Given the points A(-2, -1) and B(3,2), graph {P|dT(P,A) + dT(P,B) = dT(A,B)}.

My work so far:
I know the distance metric in taxicab geometry is:
dT(A,B) = |a1 - b1| + |a2 - b2|.

So dT(P,A) = |p1 - (-2)| + |p2 - (-1)| = |p1 +2| + |p2 + 1|, and
dT(P,B) = |p1 - 3| + |p2 - 2|.

I computed dT(A,B) = |-2 - 3| + |-1 - 2| = |-5| + |-3| = 8

If I add dT(P,A) + dT(P,B), do I need to have two cases since the quantity within the absolute value signs can be (+) or (-)? This is where I got confused.

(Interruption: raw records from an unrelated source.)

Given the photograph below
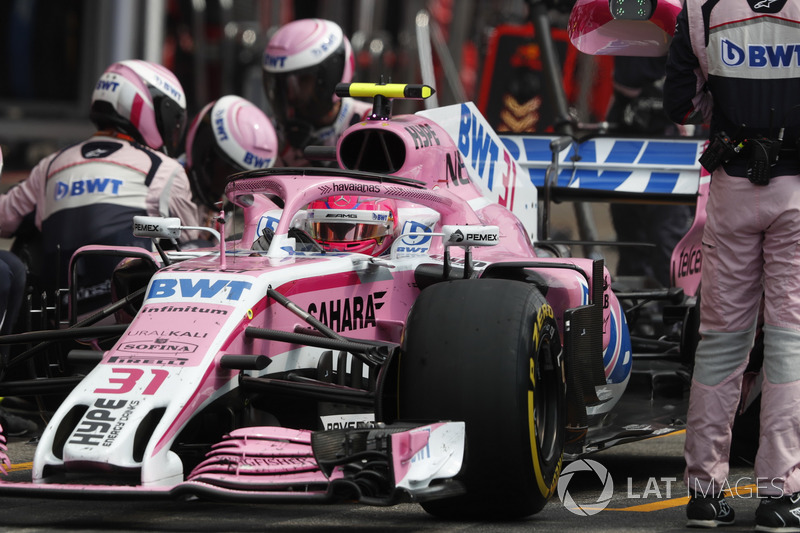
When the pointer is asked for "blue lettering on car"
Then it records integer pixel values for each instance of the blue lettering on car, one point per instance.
(87, 186)
(201, 288)
(474, 141)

I tried to compute P|dT(P,A) + dT(P,B) = dT(A,B) to see if I could come up with a graphable equation. I got this far:

|p1 + 2| + |p2 + 1| + |p1 - 3| + |p2 - 2| = 8
p1 + 2 + p2 + 1 + p1 - 3 + p2 - 2 = 8
2p1 + 2p2 = 10
p1 + p2 = 5
So I get the line: p2 = -p1 + 5

Is that even close to logical/right?
Any help, corrections, suggestions, hints, and/or tips are greatly appreciated! Thank you for your time.